This raw vegan pumpkin cheesecake recipe has been shared with us by Dietitian & Nutritionist, Rebecca Gawthorne (otherwise known as @nourish_naturally). Rebecca scored a spot on our list of Top 50 Instagram accounts to follow for healthy food inspiration a while back!).
Also, if you like the sound of this recipe you’ll love this Plant-Based Recipe eBook, filled with exclusive recipes from qualified health experts. Sign up here to grab your copy – it’s free and exclusive to CDK tribe members.
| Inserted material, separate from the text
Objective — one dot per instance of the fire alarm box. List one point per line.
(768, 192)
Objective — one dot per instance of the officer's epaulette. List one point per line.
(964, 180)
- 1 1/2 butternut pumpkins
- 2 cups raw cashews
- 1/2 cup maple syrup
- 2 tablespoons coconut oil
- 1 cup dates, pitted & chopped
- 1/2 cup raw almonds, ground
- 1/2 cup raw pecans, ground
- 1.5 cup raw walnuts, ground
- ½ cup shredded coconut
- Combine all ingredients in blender until combined forming a sticky “dough”.
- In a 12inch tart pan, pour crust mixture into the bottom and spread evenly, firmly pressing around the sides of the tart pan until a thick bottom layer has been created.
- Freeze for at least 3 hours & while you are waiting for the crust to harden, start making the filling.
- Chop, steam & mash pumpkin. Allow to cool.
- Combine all ingredients in blender starting with the cashews, then add remaining ingredients.
- Set mixture aside in fridge.
- Once crust is chilled, pour filling into the pan & spread evenly.
- Freeze cheesecake for 2 hours & thaw at room temp for 30 minutes prior to serving. Enjoy!
- Serve on it’s own or sprinkled with some pepitas, or coconut & pomegranate, or pecans placed around the edges for effect. Optional to serve with some delicious whipped coconut cream or cashew nut cream!
- Make mini vegan pumpkin cheesecakes by using ramekins or a muffin tin to make individual cakes.